There is no need to go into the specifics of the genre – this has been long ago been done elsewhere – but it needs to be mentioned that Small Black, to all intents and purposes, are chillwave. They started out as a project of two guys noodling around (probably but not necessarily in a bedroom), and their sound is very much in the slightly unclean but not discordant, choppy pop vein of Washed Out. But crucially, Small Black are not a band that makes you want to eat your own eyelids (unlike the odious Neon Indian).

Their eponymous EP was, in fact, a lovely little collection of ramshackle (if inoffensive), slowed-down electro-pop songs and had, in the fantastic ‘Despicable Dogs’, one of the best songs of the spring. What made that song so great – despite having all the by now clichéd properties of the Genre That Must Not Be Named – was that it had a bloody good tune. New Chain, their debut album, does not have many good tunes, but what it has just about enough interesting bits to prevent it from being outright tedious.

For example, there is a tiny synth riff that comes in during ‘Panthers’ which, whilst not being exactly innovative or tricky, meshes together with the layered vocal tracks in a way that just sounds… pleasant. Granted, nothing on this record is especially adventurous, harmony-wise, but there is something intangibly uplifting about this particular moment.

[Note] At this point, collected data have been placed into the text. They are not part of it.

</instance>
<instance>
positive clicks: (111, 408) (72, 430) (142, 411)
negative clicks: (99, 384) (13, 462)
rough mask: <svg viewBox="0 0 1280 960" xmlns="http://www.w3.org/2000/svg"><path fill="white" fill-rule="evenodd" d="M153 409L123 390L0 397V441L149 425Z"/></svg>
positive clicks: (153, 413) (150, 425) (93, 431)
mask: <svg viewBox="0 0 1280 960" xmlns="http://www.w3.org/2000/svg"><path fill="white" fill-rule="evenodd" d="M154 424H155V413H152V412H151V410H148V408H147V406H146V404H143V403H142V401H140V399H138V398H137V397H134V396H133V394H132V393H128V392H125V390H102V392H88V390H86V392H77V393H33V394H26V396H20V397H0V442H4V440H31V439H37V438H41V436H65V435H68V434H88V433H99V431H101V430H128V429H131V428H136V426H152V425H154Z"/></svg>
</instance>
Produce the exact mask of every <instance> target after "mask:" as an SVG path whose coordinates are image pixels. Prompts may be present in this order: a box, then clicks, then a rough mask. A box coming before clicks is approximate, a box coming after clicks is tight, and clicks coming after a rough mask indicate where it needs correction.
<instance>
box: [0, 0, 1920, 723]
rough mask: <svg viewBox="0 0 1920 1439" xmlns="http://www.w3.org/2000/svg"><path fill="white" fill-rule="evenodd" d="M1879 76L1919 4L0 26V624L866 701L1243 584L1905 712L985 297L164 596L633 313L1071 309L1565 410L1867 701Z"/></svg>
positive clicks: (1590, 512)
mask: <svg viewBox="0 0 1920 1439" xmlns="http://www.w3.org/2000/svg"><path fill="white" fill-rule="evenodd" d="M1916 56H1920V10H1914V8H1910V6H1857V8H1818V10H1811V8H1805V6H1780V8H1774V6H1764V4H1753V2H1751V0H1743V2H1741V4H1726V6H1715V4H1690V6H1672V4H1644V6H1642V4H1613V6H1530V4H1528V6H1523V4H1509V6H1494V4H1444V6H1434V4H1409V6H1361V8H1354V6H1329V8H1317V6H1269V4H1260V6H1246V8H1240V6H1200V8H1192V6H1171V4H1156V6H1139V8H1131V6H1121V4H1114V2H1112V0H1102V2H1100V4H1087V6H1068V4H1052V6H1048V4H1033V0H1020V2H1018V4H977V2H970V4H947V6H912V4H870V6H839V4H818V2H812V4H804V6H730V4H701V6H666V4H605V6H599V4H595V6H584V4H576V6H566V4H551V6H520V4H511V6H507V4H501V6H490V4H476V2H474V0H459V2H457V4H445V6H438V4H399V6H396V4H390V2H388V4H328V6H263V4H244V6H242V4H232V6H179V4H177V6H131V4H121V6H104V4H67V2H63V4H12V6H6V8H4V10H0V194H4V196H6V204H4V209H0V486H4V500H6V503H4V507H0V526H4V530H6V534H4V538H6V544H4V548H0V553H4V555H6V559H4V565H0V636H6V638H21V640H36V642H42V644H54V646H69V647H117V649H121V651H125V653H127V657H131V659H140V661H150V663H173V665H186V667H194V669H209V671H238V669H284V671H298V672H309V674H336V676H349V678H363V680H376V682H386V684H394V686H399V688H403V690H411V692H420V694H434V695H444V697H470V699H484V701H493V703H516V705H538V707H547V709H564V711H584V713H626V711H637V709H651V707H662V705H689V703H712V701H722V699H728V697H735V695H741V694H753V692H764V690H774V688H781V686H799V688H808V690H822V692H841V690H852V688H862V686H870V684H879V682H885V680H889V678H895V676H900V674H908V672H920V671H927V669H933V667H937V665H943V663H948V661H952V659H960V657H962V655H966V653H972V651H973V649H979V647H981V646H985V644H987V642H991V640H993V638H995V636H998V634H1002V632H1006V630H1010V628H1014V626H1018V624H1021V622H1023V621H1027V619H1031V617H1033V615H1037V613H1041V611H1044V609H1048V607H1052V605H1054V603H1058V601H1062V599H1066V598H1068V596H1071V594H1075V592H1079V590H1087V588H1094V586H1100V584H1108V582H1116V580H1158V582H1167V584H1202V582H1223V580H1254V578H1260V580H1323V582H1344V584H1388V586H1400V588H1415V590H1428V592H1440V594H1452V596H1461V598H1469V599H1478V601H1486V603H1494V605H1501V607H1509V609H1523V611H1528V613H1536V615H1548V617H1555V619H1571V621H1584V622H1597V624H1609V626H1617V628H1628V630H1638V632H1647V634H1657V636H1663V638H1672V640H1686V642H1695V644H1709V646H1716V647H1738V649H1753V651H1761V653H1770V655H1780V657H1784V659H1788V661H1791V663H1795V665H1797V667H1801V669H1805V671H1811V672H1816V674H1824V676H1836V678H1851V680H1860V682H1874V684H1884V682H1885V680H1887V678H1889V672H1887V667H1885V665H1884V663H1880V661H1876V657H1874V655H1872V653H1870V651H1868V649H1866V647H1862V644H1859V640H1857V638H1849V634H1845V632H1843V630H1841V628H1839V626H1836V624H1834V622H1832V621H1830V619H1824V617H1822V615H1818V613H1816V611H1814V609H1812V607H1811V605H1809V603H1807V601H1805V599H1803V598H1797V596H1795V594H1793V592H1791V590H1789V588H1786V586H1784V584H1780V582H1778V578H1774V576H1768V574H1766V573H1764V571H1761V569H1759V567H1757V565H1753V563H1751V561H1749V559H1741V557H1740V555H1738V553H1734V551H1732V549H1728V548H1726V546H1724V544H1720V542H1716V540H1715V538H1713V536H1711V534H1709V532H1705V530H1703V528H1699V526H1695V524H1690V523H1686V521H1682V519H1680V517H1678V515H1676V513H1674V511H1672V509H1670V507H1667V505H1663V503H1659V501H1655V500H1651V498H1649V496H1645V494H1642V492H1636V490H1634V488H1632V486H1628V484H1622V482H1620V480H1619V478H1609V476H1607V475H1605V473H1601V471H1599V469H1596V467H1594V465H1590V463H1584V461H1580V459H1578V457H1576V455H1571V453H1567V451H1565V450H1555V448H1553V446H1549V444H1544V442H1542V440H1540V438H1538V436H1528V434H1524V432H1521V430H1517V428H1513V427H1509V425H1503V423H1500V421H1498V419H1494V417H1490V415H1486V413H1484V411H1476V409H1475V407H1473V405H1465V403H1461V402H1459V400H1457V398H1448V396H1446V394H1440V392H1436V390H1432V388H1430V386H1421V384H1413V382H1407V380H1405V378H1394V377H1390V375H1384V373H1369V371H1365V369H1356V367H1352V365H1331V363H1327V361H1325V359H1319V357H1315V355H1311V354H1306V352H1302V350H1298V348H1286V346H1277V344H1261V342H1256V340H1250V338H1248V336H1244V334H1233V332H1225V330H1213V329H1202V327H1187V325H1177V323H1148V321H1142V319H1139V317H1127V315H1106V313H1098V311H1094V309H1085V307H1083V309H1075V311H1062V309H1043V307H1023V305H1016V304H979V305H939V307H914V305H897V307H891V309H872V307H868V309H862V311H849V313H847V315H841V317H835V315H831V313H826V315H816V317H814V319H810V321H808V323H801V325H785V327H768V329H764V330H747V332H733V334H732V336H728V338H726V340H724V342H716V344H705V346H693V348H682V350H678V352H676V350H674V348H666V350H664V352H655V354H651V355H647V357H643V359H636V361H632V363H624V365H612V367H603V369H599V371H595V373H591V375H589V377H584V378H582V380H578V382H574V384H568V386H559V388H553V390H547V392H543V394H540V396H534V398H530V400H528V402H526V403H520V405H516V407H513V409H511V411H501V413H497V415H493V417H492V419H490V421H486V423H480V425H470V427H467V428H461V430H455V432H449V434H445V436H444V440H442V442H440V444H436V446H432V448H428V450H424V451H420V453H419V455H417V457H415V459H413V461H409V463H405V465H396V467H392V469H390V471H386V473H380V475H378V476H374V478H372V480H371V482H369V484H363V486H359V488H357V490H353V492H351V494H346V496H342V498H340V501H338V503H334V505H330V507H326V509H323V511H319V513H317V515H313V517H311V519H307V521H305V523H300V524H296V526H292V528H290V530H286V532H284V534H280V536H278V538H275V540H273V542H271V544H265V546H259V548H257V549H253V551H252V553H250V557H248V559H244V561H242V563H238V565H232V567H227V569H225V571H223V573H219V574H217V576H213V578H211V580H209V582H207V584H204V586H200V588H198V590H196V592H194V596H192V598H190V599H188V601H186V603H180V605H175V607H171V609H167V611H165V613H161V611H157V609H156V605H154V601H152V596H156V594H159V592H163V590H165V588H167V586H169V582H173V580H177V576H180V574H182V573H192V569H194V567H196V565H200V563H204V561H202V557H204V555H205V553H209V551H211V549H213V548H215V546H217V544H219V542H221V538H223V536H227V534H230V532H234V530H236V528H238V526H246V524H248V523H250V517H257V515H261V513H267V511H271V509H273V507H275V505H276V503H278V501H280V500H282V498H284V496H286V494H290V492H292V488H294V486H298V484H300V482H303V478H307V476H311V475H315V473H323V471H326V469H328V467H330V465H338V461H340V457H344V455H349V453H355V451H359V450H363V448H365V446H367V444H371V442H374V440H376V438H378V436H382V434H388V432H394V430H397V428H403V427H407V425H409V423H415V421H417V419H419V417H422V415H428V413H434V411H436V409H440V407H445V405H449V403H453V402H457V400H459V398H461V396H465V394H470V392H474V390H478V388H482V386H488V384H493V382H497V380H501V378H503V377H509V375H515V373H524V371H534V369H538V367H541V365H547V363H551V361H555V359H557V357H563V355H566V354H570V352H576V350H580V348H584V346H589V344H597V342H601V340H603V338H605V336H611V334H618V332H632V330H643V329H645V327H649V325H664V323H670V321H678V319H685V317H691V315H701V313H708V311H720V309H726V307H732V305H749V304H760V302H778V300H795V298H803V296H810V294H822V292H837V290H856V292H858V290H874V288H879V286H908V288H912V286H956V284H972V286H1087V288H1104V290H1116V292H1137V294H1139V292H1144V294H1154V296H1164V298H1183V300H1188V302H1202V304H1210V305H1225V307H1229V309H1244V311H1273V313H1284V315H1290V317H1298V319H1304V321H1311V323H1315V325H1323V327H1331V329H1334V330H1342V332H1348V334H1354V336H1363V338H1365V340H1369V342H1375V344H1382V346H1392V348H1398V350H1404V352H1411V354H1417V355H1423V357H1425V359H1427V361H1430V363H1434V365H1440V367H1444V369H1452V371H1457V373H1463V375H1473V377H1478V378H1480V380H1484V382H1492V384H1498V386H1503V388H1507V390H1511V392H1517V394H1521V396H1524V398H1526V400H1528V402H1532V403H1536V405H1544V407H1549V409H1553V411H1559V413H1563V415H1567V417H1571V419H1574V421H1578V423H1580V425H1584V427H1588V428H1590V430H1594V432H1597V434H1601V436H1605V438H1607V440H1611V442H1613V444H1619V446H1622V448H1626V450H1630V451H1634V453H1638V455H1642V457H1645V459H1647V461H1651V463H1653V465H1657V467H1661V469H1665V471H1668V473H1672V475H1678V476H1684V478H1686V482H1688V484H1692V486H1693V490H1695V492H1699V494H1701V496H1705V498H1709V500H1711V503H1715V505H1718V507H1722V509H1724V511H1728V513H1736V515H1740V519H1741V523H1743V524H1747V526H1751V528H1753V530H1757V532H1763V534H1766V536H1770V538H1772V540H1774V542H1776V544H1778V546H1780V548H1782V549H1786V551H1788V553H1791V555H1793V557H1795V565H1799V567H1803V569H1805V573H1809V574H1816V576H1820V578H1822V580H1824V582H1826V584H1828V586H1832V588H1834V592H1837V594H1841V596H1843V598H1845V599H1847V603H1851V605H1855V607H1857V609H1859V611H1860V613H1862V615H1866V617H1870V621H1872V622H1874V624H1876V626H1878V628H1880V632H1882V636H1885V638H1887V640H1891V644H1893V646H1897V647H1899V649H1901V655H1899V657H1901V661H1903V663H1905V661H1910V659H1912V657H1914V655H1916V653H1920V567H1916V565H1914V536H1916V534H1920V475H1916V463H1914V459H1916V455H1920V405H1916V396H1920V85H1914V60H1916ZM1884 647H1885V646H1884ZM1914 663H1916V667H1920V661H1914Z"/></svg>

‘Photojournalist’ has some comparatively rousing (don’t hold your breath – they’re pretty low in the mix, as are almost all of the vocals) ‘whoas’ and a drum sample that is recalls Yeasayer’s triumphant Odd Blood in its meaty, unashamed 80s-ness.

As a collection of songs, New Chain is a fairly monotonous, if easy on the ear, affair. As a sonic carpet to roll out underneath those long and cold autumn evenings, it will work a treat.